Meet our Speakers
Enel Andre, Overture Outreach International
Enel Andre is the Social/Community Development Manager at Overture Outreach International and Co-Founder and CEO of Center for Formation, Research, and Psychological Service (CFRAPS) based in the Southern Department of Haiti. Enel has extensive experience in child protection and family preservation in Haiti, especially with the Haitian government where he has worked for 8 years (2009 – 2017) as the South Coordinator for IBESR. Throughout his experience, Enel has concentrated his knowledge and efforts in helping vulnerable children and their families by preventing family separation and child abuse and neglect by focusing on the care of the most at-risk children (abandoned, victims of abuse, street children, delinquents, orphans and those separated from parents). Enel has also participated in policy reforms in Haiti. Since 2014, he has played a key role in the foster family system which has been established in Haiti, mostly in the South Department. Enel has created the most reliable and operational network of child protection partners in Haiti, the Work Group for Child Protection (GTPE-South) which includes and involves the key institutions in the Southern department working in child protection.
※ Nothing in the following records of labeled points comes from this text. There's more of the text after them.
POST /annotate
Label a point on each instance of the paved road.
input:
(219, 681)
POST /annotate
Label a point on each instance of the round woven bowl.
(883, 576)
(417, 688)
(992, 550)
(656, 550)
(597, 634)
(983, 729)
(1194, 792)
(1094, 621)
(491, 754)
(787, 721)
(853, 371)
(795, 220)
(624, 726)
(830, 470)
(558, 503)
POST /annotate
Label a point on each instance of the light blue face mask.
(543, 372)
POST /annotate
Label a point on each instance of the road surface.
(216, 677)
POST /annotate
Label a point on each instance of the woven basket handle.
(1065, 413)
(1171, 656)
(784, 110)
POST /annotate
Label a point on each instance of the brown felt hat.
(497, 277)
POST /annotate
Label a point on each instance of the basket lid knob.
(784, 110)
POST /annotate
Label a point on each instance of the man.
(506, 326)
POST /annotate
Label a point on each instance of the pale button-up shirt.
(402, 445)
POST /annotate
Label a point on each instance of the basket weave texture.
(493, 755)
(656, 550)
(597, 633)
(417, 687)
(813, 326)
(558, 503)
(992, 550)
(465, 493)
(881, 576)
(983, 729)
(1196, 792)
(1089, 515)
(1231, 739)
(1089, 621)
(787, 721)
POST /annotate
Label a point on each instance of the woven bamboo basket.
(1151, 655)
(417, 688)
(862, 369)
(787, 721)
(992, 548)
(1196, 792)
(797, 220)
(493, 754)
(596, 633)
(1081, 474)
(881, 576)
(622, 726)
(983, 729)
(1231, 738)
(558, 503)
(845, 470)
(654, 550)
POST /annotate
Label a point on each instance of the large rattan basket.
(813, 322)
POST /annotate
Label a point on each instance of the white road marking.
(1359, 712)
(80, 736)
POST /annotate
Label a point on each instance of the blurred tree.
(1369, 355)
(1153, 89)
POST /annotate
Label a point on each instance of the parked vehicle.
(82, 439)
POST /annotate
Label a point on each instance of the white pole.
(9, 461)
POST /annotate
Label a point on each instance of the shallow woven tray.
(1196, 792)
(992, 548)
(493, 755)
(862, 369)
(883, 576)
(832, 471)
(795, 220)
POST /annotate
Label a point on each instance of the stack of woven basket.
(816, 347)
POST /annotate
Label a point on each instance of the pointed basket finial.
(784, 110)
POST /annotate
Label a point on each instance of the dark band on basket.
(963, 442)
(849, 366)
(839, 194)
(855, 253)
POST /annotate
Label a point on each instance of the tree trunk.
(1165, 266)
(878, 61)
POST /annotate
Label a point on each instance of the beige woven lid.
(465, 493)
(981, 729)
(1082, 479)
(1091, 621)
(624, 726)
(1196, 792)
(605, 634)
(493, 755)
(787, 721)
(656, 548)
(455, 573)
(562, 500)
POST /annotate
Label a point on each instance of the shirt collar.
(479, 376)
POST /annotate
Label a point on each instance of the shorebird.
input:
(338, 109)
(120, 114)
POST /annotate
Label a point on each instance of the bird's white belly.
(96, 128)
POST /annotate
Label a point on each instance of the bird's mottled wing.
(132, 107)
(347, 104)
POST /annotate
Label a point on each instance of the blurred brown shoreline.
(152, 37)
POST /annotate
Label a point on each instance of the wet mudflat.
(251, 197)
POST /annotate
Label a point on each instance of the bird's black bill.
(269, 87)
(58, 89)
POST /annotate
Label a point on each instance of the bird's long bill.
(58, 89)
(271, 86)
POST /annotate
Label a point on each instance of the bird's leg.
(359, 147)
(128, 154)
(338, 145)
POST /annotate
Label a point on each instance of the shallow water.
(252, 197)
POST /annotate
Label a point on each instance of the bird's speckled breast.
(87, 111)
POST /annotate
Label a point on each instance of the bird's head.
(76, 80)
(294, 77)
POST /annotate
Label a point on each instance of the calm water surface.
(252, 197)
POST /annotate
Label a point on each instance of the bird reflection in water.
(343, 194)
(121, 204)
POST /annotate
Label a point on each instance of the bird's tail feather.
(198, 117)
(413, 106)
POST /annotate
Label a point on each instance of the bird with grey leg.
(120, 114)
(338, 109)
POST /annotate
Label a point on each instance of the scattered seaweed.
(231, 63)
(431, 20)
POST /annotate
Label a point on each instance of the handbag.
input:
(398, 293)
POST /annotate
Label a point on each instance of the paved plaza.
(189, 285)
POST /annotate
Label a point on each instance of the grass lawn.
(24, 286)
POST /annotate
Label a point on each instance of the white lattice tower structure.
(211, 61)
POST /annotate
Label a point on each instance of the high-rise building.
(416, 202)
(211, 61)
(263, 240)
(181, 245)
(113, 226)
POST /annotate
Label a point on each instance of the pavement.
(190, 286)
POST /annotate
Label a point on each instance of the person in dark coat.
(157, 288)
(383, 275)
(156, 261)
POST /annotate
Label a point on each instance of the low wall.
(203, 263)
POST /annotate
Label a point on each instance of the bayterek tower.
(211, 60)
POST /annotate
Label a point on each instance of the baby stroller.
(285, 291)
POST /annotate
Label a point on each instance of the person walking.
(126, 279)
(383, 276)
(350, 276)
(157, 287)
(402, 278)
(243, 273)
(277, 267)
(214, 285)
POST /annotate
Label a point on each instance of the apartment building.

In 2017, Enel launched CFRAPS which aims to strengthen the capacity of families and communities to facilitate the family and the social reintegration of separated children and youth with their parents. Enel holds a bachelor’s degree in social work from the Haiti State University and a Master’s in Social Work with focus on children and families from Andrews University in Michigan. Enel holds certificates as a trainer in child rights and child protection, human rights, family preservation, counseling, personal and community development, juvenile justice system, and foster care.
Mac Archer, Researcher
Mac Archer is passionate about human rights and child protection services. Her goal is to use her anthropological training in ethnographic methods to work with various humanitarian stakeholders in order to conduct collaborative, informative, and holistic qualitative/quantitative research which empowers and advocates for multicultural populations. Mac was first introduced to the humanitarian sector and child protection services in 2009 during her first trip to Haiti as a volunteer. For the next three years she volunteered, worked, and lived in various orphanages in Port-au-Prince (and surrounding areas). That experience sparked a passion for educating and advocating against humanitarian projects focused on separating children from their parents (and families). Combining her passions for advocacy and education, she pursued a MA degree in Anthropology with a certification in disaster, displacement, and human rights focused on analyzing humanitarian/relief aid. She is currently a PhD student of anthropology (ABD status) at the University of Tennessee. Mac’s research explores the emotional labor of children residing in orphanages and the impact it has on their mental, physical, and emotional development.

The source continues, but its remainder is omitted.